June 28, 2004

Favorite things

I stole this from Mrs. DuToit. I love the idea.


My favorite sculpture: (Small note: I thought I knew my favorite until I saw Mrs. DuToit's and now I feel I may have to reconsider. Look at her favorite statue!)

But regardless: here's mine, since I first saw it in my Humanities class in high school. Rodin's "The Kiss"

My favorite painting:

I literally wish that I could step into the world of - this one - always have. Van Gogh.

My favorite food:

Probably a semi-burnt hamburger from off a grill during a summer barbecue - cold beer to wash it down - Yum

My favorite beverage (hot):

Coffee.

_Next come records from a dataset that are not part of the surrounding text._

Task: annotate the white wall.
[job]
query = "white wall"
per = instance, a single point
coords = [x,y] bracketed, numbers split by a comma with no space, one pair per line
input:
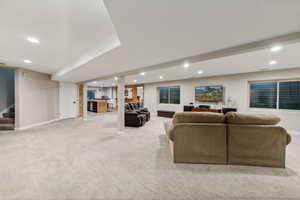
[236,87]
[37,98]
[7,89]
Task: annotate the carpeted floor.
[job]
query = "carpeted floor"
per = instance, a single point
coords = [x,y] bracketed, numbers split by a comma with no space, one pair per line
[75,159]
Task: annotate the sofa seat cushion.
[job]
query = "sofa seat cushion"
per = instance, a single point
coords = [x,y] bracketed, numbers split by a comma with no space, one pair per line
[168,127]
[251,119]
[198,117]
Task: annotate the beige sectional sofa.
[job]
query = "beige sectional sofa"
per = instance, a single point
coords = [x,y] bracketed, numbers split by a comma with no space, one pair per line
[234,138]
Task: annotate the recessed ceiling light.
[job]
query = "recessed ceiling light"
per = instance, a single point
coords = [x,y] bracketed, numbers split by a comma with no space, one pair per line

Coffee. Coffee.

My favorite beverage (cold):

guinness.gif

My favorite play (modern):

Summer and Smoke, by Tennessee Williams. I've read it countless times, I have worked on it myself - I will never get to the bottom of it. Its very ambiguity is what makes it so beautiful, that haunts me.

My favorite play (not modern, not Shakespeare):

I cannot choose one. Do not make me.

Duchess of Malfi, by Christopher Marlowe
Saint Joan, by GB Shaw
The Seagull, by Chekhov
Uncle Vanya, by Chekhov
Hedda Gabler, by Ibsen


My favorite Shakespeare play:

I might have to go with The Tempest. I don't know why. There is something in the magic there, the fantasy, the magic island - Ariel and Caliban - the split between flesh and spirit - that just gets to me. And I love the title. I think it's one of his best.

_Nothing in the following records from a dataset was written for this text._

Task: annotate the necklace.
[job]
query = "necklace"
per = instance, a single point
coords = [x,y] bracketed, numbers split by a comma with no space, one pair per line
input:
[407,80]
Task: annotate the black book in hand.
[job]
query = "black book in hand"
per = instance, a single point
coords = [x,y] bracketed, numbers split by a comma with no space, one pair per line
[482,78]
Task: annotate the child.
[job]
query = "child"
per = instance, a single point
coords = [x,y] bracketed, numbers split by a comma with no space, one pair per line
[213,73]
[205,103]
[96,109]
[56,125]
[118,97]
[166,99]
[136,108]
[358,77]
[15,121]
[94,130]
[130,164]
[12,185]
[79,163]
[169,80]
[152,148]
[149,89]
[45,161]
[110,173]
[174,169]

Miranda says one of my favorite lines he ever wrote:

O, wonder!
How many goodly creatures are there here!
How beauteous mankind is! O brave new world,
That has such people in't!

My favorite sonnet:

I am partial to Sonnet 29:

When, in disgrace with fortune and men's eyes,
I all alone beweep my outcast state
And trouble deaf heaven with my bootless cries
And look upon myself and curse my fate,
Wishing me like to one more rich in hope,
Featured like him, like him with friends possess'd,
Desiring this man's art and that man's scope,
With what I most enjoy contented least;
Yet in these thoughts myself almost despising,
Haply I think on thee, and then my state,
Like to the lark at break of day arising
From sullen earth, sings hymns at heaven's gate;
For thy sweet love remember'd such wealth brings
That then I scorn to change my state with kings.

And I may be partial to the sonnet above, but I love Sonnet 116. Sonnet 116 HURTS.

Let me not to the marriage of true minds
Admit impediments. Love is not love
Which alters when it alteration finds,
Or bends with the remover to remove:
O no! it is an ever-fixed mark
That looks on tempests and is never shaken;
It is the star to every wandering bark,
Whose worth's unknown, although his height be taken.
Love's not Time's fool, though rosy lips and cheeks
Within his bending sickle's compass come:
Love alters not with his brief hours and weeks,
But bears it out even to the edge of doom.
If this be error and upon me proved,
I never writ, nor no man ever loved.

OUCH


My favorite book (non-fiction):

Probably The Book of Abigail and John (compiled letters of Abigail and John Adams. I've read it 10 times or more.)

My favorite book (fiction):

Oh, how to choose. Probably Catch-22, by Joseph Heller.

But Ulysses by Joyce needs to be on there too.


My favorite poem:

No question: "The More Loving One", by Auden

Looking up at the stars, I know quite well
That, for all they care, I can go to hell,
But on earth indifference is the least
We have to dread from man or beast.

How should we like it were stars to burn
With a passion for us we could not return?
If equal affection cannot be,
Let the more loving one be me.

Admirer as I am
Of stars that do not give a damn,
I cannot, now I see them, say
I missed one terribly all day.

Were all stars to disappear or die,
I should learn to look at an empty sky
And feel its total dark sublime,
Though this might take me a little time.

My favorite song:

"Oh Darling", by The Beatles. I have many other favorite tunes that come in and out of my life, but that one always makes the list. I just LOVE it when McCartney screams.

Posted by sheila
Comments

I like Uncle Vanya. I like Chekhov in general. Vanya and the Cherry Orchard were my favorites.

I get the shudders anytime I read, see or hear about Ibsen, though. I like his themes, generally. But I always feel, I dunno...eviscerated, after reading or watching. Even if the ending, overall, is good. It's all so Norwegian. Those people aren't getting enough sunlight!

Posted by: Tommy at June 28, 2004 4:31 PM

Ha! Eviscerated. I definitely don't use that word enough.

I bet Ibsen, revolutionary that he was, would take that as a compliment!

"Ah. Evisceration is my goal."

Yeah, Cherry Orchard is pretty damn wonderful too. I love Chekhov. He's so full of humor and life and melancholy and commitment to simple pleasures.

Posted by: red at June 28, 2004 4:36 PM

Favorite painting: In 1995 I got to see the Monet exhibit in Chicago. At one point there were two small paintings of the house at Giverny, same perspective, different season and light. Gray-brown vegetation in one, pink and red in the other. I spent five minutes letting my eyes wander back and forth between the two noting differences. The best five minutes of one of the best two hours of my life.

Favorite song: "Waiting for a Miracle" by Bruce Cockburn. Even without the lyric, the song sounds hopeful. With the words, getting through anything seems possible.